Tuesday, 3 February 2009
After all, NTT Docomo are switching off their 2G network at about the time our new USO is supposed to be in full swing. And the reason for the switch off? It will be more than just obsolete for them, it has already been more than surpassed, both wired and wirelessly.
For many of us, that little "3" on our smartphones is still an elusive little devil, and I've seen mine more times abroad than here in the UK. (And yes, I do get out the house!) Even if the mobile operators look to invest in making the most of those all expensive 3G licences from 2000, or are given tax breaks and incentives to do so, where is 3G coverage actually going to be by 2012? Should we really be 'giving' the auction monies from 2000 to subsidise an already out of date technology?
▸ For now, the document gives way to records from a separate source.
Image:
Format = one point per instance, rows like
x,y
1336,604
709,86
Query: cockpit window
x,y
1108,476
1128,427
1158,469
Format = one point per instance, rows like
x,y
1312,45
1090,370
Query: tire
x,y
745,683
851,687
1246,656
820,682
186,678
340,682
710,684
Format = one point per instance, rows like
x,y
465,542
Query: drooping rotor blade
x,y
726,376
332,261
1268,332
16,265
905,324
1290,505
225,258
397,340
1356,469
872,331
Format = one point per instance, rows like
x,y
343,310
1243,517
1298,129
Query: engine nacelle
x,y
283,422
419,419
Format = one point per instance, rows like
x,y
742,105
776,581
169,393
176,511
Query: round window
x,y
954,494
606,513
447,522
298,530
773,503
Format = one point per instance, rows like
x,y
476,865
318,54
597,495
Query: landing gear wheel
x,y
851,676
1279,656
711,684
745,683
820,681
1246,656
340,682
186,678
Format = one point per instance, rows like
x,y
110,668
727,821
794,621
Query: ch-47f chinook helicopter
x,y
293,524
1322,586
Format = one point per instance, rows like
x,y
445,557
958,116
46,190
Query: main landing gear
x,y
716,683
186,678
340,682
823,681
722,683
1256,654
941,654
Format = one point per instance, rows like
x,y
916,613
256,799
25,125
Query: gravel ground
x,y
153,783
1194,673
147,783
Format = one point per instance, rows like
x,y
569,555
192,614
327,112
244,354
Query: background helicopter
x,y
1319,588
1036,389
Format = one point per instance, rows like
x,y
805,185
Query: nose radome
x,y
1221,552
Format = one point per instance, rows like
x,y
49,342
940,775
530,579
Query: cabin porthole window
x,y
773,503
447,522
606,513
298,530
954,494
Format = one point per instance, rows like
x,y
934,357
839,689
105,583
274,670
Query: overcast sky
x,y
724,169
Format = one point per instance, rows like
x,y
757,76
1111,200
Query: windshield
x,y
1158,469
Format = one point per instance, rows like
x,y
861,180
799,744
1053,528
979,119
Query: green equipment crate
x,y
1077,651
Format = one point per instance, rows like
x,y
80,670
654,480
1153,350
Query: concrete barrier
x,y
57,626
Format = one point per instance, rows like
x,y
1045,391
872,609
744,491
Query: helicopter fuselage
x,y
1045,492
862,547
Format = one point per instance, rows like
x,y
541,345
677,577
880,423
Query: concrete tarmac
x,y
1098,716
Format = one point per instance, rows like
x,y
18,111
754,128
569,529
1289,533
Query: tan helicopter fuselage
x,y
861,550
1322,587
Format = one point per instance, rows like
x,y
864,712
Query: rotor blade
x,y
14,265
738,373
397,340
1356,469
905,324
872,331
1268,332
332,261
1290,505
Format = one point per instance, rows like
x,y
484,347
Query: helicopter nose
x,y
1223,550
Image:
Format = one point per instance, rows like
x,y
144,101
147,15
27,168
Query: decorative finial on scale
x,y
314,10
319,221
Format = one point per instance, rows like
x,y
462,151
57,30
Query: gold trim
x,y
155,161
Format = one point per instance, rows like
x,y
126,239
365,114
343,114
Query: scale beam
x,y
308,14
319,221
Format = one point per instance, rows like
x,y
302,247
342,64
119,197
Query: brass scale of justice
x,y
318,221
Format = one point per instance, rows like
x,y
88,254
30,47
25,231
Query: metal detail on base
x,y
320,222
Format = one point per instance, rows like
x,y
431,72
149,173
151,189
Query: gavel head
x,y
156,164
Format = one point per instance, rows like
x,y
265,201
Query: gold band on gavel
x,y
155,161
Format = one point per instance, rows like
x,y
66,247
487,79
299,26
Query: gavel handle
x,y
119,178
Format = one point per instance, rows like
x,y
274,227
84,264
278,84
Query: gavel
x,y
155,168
And so what about 4G and investment in that? The vice president of AT&T's network architecture, Hank Kafka, gave a to-the-point analysis of the issue only last week. Primarily, that 4G is about the 'mobile broadband world', whereas 3G can't deliver what many users need their mobile experience to give them TODAY. Can I just repeat that? 3G doesn't give a broadband experience TODAY and isn't much more likely to tomorrow, or next year, or in 2012. TelephonyOnline have a great article here.
So, to the point. If 4G is required to offer mobile broadband, what exactly are we going to do about a USO, a regulatory body, government advisors, telcos etc who seem satisfied to let UK consumers and businesses in 2012 struggle with something that in 2009 is known to be insufficient for present, let alone future, needs?
The reasoning behind the USO is sound. Yes, we need to all have access to affordable, ubiquitous, FUNCTIONAL broadband. It is the mechanism(s) to support it that seem deeply flawed. Yeah, 3G would be nice (compared to what is available today) but not whilst our mobile operators are permitted to screw us with 'unlimited' tariffs that aren't, disproportionate data costs, and at speeds which are NOT broadband any more than ADSL is. Encourage them to invest for 2012 and beyond certainly, but not in something that won't deliver. And the wireless cloud should be an overlay on a superfast FTTH network, not a substitute for it.
4G may prove expensive, but nowhere near as expensive as wasting precious public money on a solution that people from the top levels of industry down to grassroots know is 'unfit for purpose' already.